The administration of analgesics and the prescription habits of physicians has never been under greater scrutiny. The Centers for Medicare and Medicaid Services has benchmarked “median time to pain management for long bone fractures” as a core measure, possibly affecting hospital reimbursement rates. Similarly, every patient satisfaction survey specifically inquires about the timeliness and adequacy of pain control. At the same time, though, the increasing problem of prescription opioid abuse has become the nation’s fastest growing drug problem. In 2013, prescription drug abuse was second only to marijuana as the most abused drug category.8 Contributing to this problem are the frequency and ease with which many physicians prescribe opioids. From 1997 to 2007, the milligram-per-person use of prescription opioids in the United States increased from 74 mg per year to 369 mg per year—an increase of 402%.9 As a result, some legislators are now calling for mandatory educational sessions for any physician prescribing medications containing opioids.

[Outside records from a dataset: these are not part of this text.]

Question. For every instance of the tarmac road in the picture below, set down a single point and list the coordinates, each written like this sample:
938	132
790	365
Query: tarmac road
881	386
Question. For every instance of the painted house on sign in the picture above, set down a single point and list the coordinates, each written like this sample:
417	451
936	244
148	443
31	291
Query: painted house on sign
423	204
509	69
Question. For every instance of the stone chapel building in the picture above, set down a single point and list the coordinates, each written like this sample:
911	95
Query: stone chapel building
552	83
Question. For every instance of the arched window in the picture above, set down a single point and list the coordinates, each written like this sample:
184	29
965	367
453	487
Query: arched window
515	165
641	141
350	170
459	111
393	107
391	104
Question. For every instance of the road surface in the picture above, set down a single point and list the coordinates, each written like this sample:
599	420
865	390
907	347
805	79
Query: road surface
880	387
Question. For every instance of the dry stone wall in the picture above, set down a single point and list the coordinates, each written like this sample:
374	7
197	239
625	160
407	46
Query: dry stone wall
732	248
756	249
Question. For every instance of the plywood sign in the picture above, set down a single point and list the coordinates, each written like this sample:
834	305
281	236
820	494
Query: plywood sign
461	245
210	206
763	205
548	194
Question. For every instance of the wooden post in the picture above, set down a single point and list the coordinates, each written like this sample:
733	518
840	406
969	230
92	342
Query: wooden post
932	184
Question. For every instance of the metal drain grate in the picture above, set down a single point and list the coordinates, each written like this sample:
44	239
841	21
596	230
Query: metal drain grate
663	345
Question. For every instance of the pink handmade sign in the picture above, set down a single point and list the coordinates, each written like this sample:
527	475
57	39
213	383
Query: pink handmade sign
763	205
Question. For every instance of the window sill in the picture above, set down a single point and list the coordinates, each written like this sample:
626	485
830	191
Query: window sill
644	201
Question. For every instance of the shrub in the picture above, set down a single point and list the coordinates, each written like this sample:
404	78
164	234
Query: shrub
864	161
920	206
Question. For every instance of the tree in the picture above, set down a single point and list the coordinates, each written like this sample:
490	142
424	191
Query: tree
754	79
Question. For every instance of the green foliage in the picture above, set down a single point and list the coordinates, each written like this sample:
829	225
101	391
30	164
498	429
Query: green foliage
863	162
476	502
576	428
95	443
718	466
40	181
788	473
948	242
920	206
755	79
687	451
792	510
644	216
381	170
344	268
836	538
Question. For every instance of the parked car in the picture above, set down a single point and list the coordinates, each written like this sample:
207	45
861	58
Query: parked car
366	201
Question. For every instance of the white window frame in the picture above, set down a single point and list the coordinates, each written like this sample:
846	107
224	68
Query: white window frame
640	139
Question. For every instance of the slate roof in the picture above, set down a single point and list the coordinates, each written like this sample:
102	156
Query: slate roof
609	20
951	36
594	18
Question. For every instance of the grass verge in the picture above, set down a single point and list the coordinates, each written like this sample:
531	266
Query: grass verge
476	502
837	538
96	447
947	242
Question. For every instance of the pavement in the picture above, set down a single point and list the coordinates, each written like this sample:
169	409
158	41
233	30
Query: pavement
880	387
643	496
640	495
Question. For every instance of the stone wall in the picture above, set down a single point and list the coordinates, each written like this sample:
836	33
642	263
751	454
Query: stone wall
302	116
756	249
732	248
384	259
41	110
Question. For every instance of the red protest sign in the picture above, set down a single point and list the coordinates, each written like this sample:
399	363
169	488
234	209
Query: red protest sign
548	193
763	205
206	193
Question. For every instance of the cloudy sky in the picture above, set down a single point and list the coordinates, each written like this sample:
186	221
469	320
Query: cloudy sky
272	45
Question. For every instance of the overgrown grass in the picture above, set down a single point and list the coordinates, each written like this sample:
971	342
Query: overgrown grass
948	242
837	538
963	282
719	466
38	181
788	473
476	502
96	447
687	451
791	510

Though there are many classes of medications used to treat pain, and numerous individual drugs within each class, this article focuses on several of the more commonly prescribed medications in the ED, including their mechanisms of action, advantages, and disadvantages. The management of pediatric pain and procedural sedation and analgesia are not discussed in this review, as each of these topics deserves a separate detailed discussion.

Recognizing and Quantifying Pain

The first step in treating pain appropriately is recognition. Physicians must specifically inquire about pain and not rely solely on a patient’s unprompted complaint. Several pain scales exist, including the Faces Pain Scale (ie, pictorial representation of a smiling face on one end indicating “no pain” to a frowning face on the opposite end); the verbal quantitative scale or numerical rating scale (ie, “how would you rate your pain on a scale of 0 to 10, with 10 the worst pain ever?”); and the visual analog scale (ie, a 10-cm linear scale marked at one end with “no pain” and “worst pain imaginable” at the opposite end).10,11 Probably the most commonly used scale in the ED is some variation of the numerical rating scale (NRS).1

Each of these scales has its own advantages and disadvantages, but the important point is that patients are given the opportunity to express the type and degree of pain to the healthcare provider. In addition, a pain scale provides a starting point against which the practitioner (or later practitioners) can determine the success (or failure) of a pain treatment strategy.

Three-Step Ladder

In 1996, the World Health Organization developed a three-step analgesic ladder to guide the management of cancer pain.12 Its use has been expanded over time to include treating pain of noncancer etiology. Mild pain (NRS of 1 to 3) is considered Step 1; moderate pain (NRS 4 to 6) is considered Step 2; and severe pain (NRS 7 to 10) is Step 3. For Step 1 (mild pain), acetaminophen or a nonsteroidal anti-inflammatory drug (NSAID) is recommended. For Step 2 (moderate pain), a weak opioid (ie, codeine or hydrocodone) with or without acetaminophen or an NSAID is recommended. Finally, for Step 3 (severe pain), a strong opioid such as morphine or hydromorphone is recommended.